Saving the hospitality industry and encouraging active travel are among the challenges facing councillors charged with economic recovery in Brighton and Hove.
The five councillors charged with overseeing how the council comes out of the covid-19 crisis are due to hold their first virtual meeting together on Friday (29 May).
Since the lockdown began in March, it has had a significant impact on “large swathes” of the local economy, according to a report going before councillors.
Tourism supports 21,448 jobs in the city, working out at almost 16 per cent of all employment.
Last year Visit Brighton’s conference bureau said that 56 conferences and events would generate £40 million for the city.
Workers hit hard by furlough or job losses include those in hospitality and retail who are often low-paid, younger and female.
The report said: “Events, and the cultural industries which support them, are part of the fabric of the city and draw millions of people into the city each year.
“They will, therefore, be critical to the recovery and long-term reputation of the city.
“The events and cultural industries sectors have been badly affected by the covid-19 crisis because they rely heavily on ticket sales generated between April and October.”
An extra £100,000 proposed for Visit Brighton’s budget will cover the loss of six months’ membership for the organisation’s 530 tourism business partners.
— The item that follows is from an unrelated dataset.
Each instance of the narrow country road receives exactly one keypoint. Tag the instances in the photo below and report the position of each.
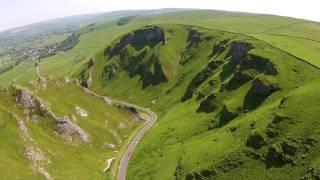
(123, 165)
The report – to Brighton and Hove City Council’s Policy and Resources Recovery Sub-Committee also looks at safer transport and public spaces.
It said that, as people returned to work, they would be encouraged to cycle or walk and to avoid using public transport and reduce congestion.
The council was in the process of looking at introducing more cycle lanes on major roads and low-traffic areas in the city centre.
Ideas going forward included restricting traffic in The Lanes and North Laine and converting one or two lanes of the A259 King’s Road into cycle lanes.
The council has already introduced new temporary cycle lanes in Old Shoreham Road, Hove.
This policy follows government guidance issued on Saturday 9 May to deliver a “lasting transformative change in how we make short journeys in our towns and cities”.
The report said: “With public transport capacity reduced and a government message to avoid using public transport wherever possible, the city could experience significant congestion unless an increased range of alternative sustainable options, including cycling, is facilitated.
“As a result of these changes to how people are travelling and using public space, towns and cities in the UK and around the world are making or proposing radical changes to their highway networks to accommodate active travel.
“Reallocating road space for active travel will not only help the city respond to the next phase of the pandemic but will also promote healthy and active living to help the city become more resilient for the future.”
The report also said that people and businesses should prepare for a second and even a third wave of infection if there was no vaccine against covid-19, adding: “There is unlikely to be a smooth, linear transition to full-scale recovery.
“Instead, a rebound from recovery to response phase is expected for a certain period until treatment and/or vaccination is place.
“This means that the city will need to be working on recovery and response concurrently and that transitioning from pandemic response to recovery is likely to happen in a spiral fashion, with the possibility of a second or third wave of a pandemic if there is no vaccine, and the risk of infection increases, each new wave pushing the risk reduction cycle from the recovery back to the response phase.”
The “virtual” meeting of the council’s Policy and Resources Recovery Sub-Committee is due to start at 1.30pm on Friday 29 May.